Teuber then moved on to what the defense would eventually counter with -- apparent inconsistencies in the victim's statements to police. She said this wouldn't be an easy crime to prove because it was a delayed report, a child's memory, there are no witnesses or other incriminating evidence.
"What this comes down to is someone's word that it took place," Teuber said. "And what if the defense can paint that person as a liar?"
Teuber said people lie for all sorts of reasons, including the victim.
"Well then why would you ever believe him?" Teuber said. "He's been lying about his background. He's been lying about his family. He's been lying about his financial circumstances, his grades, his intellects, all of those insecurities that he was trying so hard to keep out of the public eye."
But she added that even the parents in the jury box lied to their children about things such as Santa Claus or the Easter bunny. She said that people tell lies all the time and the lies of the victim were why Nolan targeted him in the first place, Teuber said.
"The predator gets to say they've created the perfect defense because the victim is a liar," Teuber said. "And who are you going to believe? The liar? Or the pillar of the community?"
But when Bednarek addressed the jury, he argued that these lies and inconsistencies matter.
"This isn't about Santa Claus," Bednarek said.
Bednarek said the victim's statements to police changed and were proven wrong often.
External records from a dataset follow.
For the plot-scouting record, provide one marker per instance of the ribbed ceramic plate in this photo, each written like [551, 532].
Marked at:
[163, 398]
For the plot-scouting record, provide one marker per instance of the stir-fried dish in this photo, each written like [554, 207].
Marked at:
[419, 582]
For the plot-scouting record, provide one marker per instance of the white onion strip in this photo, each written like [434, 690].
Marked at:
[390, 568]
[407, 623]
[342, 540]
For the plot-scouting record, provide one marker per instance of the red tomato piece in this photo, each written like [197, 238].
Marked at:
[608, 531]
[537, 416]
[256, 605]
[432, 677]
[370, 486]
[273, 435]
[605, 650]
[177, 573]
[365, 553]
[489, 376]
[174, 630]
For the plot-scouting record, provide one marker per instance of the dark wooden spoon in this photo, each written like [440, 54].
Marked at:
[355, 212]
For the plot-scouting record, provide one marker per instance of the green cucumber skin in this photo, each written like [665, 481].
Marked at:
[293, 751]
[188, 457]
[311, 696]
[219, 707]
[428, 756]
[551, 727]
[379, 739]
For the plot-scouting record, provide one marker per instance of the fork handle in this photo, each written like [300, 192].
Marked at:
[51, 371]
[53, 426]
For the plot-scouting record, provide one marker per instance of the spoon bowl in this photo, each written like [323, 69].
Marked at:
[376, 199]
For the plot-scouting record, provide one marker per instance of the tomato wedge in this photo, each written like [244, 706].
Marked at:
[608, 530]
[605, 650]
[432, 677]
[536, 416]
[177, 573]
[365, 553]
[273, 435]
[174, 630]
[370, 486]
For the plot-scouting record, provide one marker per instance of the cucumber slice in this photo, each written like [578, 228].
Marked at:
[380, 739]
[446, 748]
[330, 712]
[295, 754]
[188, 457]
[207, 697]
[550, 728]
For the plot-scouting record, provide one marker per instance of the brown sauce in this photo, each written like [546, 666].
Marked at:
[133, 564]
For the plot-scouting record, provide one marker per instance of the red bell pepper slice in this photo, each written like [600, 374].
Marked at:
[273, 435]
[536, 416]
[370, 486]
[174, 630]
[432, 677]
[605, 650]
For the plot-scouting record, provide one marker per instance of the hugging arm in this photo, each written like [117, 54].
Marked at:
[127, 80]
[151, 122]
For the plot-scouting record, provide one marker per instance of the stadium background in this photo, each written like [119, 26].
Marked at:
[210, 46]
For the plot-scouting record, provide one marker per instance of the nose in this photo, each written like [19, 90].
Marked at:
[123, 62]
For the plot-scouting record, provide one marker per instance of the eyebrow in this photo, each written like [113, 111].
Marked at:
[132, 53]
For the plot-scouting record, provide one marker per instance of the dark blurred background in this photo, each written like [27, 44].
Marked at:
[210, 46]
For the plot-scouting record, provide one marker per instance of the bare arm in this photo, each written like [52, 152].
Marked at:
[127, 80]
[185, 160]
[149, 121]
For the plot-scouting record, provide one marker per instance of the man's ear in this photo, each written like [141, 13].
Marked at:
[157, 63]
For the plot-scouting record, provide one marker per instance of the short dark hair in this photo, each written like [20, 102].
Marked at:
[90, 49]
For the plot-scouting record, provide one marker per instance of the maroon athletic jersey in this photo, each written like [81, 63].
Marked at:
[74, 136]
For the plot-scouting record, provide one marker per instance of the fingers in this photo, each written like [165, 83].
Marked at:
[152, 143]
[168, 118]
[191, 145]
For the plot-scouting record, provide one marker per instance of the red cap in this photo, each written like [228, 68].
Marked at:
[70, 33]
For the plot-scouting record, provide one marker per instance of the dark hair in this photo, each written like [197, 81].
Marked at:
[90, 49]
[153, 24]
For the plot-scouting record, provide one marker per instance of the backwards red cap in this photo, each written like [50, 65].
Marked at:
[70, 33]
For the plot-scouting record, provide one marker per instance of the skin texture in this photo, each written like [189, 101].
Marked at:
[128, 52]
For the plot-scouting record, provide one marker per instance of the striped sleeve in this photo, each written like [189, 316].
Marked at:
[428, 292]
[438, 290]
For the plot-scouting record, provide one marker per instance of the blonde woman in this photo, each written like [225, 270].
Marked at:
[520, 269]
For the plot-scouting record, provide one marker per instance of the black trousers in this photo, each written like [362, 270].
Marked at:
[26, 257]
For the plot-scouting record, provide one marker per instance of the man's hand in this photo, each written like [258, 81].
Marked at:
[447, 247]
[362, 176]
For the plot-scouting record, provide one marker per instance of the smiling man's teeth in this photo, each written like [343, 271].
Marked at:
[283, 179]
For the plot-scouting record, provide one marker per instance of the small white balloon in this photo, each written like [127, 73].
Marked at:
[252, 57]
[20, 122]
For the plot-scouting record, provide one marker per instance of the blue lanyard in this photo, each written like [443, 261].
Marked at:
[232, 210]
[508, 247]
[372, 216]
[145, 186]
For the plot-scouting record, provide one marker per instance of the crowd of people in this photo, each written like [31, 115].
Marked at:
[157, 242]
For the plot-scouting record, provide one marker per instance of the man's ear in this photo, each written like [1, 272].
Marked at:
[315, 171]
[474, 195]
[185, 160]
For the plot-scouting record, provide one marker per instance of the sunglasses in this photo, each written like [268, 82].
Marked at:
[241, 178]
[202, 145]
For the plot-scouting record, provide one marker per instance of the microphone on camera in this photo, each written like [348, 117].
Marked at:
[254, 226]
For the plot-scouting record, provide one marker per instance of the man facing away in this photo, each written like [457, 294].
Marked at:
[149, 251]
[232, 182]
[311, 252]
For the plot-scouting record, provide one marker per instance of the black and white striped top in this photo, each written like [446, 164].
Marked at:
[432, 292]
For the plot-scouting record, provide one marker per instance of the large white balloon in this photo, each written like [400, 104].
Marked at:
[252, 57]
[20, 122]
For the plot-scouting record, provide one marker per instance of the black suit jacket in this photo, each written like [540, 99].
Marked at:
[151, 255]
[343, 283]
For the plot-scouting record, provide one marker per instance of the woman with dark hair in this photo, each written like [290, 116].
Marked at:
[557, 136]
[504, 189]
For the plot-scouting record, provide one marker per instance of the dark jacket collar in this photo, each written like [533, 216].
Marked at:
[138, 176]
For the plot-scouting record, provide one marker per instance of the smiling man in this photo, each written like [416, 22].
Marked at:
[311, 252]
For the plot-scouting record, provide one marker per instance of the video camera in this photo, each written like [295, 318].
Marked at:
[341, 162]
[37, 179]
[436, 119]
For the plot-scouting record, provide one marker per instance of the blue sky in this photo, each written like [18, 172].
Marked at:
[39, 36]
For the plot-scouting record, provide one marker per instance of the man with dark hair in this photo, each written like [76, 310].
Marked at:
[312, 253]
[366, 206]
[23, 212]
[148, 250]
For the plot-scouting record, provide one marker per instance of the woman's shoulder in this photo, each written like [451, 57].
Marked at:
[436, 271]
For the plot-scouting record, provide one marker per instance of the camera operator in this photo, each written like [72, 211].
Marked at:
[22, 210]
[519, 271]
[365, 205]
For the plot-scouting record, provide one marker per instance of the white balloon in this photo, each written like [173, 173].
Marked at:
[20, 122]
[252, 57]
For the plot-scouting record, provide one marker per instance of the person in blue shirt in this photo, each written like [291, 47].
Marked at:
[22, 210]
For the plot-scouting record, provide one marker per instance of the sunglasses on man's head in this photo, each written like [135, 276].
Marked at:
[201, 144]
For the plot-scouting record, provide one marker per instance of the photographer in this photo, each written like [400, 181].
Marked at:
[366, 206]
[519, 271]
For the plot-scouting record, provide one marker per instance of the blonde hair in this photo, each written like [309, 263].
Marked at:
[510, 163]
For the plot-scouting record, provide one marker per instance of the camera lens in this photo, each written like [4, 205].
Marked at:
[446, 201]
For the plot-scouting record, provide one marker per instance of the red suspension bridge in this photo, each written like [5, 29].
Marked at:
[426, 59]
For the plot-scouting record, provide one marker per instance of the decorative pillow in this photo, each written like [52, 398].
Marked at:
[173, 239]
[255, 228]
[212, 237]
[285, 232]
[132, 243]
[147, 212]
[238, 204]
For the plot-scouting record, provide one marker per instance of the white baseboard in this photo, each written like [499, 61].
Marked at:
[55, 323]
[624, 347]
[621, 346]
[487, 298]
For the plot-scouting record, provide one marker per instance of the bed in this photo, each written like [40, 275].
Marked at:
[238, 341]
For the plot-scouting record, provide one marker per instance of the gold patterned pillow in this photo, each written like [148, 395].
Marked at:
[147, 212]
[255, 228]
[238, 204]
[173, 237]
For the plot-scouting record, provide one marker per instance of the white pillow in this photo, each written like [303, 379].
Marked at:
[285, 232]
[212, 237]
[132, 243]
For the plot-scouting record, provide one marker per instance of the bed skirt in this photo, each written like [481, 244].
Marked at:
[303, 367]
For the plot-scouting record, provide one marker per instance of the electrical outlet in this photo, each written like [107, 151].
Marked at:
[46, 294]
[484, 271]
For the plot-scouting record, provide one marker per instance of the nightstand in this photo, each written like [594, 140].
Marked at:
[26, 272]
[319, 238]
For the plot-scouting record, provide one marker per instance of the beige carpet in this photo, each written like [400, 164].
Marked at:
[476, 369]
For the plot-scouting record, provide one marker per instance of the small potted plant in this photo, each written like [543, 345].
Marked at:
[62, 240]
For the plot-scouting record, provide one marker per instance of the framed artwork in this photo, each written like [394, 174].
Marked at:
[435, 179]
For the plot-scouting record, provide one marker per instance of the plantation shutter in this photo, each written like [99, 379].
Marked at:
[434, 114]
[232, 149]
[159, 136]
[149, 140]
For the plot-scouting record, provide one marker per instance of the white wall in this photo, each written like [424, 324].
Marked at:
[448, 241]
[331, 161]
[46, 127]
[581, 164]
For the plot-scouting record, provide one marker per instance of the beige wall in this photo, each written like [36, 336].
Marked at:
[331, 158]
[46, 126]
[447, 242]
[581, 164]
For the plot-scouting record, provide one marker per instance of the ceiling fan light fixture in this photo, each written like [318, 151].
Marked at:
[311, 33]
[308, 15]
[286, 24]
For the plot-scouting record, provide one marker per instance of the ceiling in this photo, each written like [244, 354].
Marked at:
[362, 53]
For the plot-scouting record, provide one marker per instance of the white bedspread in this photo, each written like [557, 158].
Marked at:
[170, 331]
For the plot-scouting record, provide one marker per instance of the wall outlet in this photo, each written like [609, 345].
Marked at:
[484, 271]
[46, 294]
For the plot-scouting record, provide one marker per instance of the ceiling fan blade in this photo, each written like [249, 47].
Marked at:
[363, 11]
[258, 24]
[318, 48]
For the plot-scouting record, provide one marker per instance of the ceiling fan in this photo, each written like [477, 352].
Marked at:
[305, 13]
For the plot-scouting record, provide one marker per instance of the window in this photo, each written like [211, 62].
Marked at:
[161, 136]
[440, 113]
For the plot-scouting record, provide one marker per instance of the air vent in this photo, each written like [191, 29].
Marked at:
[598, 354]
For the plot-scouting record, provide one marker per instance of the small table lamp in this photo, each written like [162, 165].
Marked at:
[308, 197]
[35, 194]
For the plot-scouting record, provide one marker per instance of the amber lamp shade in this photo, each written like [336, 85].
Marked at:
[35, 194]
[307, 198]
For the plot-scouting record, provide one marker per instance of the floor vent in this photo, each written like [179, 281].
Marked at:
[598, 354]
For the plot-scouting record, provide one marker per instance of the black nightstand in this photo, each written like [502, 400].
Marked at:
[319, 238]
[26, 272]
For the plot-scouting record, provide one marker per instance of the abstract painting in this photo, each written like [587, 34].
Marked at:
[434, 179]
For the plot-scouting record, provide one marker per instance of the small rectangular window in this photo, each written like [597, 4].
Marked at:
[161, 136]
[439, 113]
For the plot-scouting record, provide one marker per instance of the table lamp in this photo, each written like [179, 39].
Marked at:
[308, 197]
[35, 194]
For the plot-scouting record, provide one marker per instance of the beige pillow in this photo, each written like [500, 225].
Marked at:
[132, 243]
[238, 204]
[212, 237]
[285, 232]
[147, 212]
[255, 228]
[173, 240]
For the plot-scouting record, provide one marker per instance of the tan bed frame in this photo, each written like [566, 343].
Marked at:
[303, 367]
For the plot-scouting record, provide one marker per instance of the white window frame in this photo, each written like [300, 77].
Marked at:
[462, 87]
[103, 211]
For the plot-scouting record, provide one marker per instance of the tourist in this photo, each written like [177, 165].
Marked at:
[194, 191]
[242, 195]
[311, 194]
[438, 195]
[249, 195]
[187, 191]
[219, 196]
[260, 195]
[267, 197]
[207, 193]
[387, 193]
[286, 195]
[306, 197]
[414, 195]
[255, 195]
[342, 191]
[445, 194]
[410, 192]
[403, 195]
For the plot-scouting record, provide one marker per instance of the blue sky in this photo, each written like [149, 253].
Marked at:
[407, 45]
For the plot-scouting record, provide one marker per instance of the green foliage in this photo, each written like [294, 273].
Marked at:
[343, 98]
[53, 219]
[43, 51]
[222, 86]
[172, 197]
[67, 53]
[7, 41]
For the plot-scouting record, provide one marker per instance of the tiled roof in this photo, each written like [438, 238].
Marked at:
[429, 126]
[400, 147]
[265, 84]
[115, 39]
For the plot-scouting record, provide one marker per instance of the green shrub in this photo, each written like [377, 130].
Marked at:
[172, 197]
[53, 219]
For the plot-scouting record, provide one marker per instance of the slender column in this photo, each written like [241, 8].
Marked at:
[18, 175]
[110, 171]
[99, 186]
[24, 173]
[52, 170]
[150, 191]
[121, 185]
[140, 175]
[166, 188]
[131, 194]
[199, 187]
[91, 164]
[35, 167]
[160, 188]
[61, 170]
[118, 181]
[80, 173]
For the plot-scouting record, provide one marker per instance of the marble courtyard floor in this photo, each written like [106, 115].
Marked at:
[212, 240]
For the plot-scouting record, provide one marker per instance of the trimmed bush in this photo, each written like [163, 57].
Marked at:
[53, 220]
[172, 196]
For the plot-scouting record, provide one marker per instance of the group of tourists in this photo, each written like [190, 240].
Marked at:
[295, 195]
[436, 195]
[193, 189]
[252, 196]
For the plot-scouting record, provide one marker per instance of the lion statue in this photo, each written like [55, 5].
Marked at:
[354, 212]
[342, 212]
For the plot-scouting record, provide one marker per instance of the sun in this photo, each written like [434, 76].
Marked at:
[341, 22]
He said the victim told police one encounter happened at the Denny's in Janesville -- except there isn't a Denny's in Janesville.
Bednarek said there were inconsistencies with whether attacks happened at school, the dates of attacks and the locations of the attacks.
He also said he has a number of witnesses to dispute the victim's accounts.
"You will not hear from one witness who heard or saw anything," Bednarek said.
Bednarek also said an employee from the Wisconsin Department of Justice analyzed both the victim's and Nolan's phones and computers and couldn't find one message or email between the two.
Then the defense's opening argument turned to the more graphic aspects of the crime. Bednarek said the victim was asked to describe Nolan's body.
"(The victim) was asked at one time to describe Bill Nolan's physical features," Bednarek said. "And he said he had a small penis and a hairy chest."
But, Bednarek said, Nolan has a very unique birthmark on his groin that the victim would have seen if he were performing oral sex on Nolan.
"You know what else he has?" Bednarek asked. "He has a big old birthmark right there. Never mentioned. You know why? He didn't know, because he never saw it."
Bednarek also said there's another unique aspect to Nolan's body that he wouldn't share until the victim testifies later this week.
"It's going to be a hard week," Bednarek said. "But it's got to get done to show the stories (the victim) is making up about Bill Nolan."
Nolan's trial was scheduled to continue Tuesday. in Jefferson County Circuit Court in front of Judge Hue.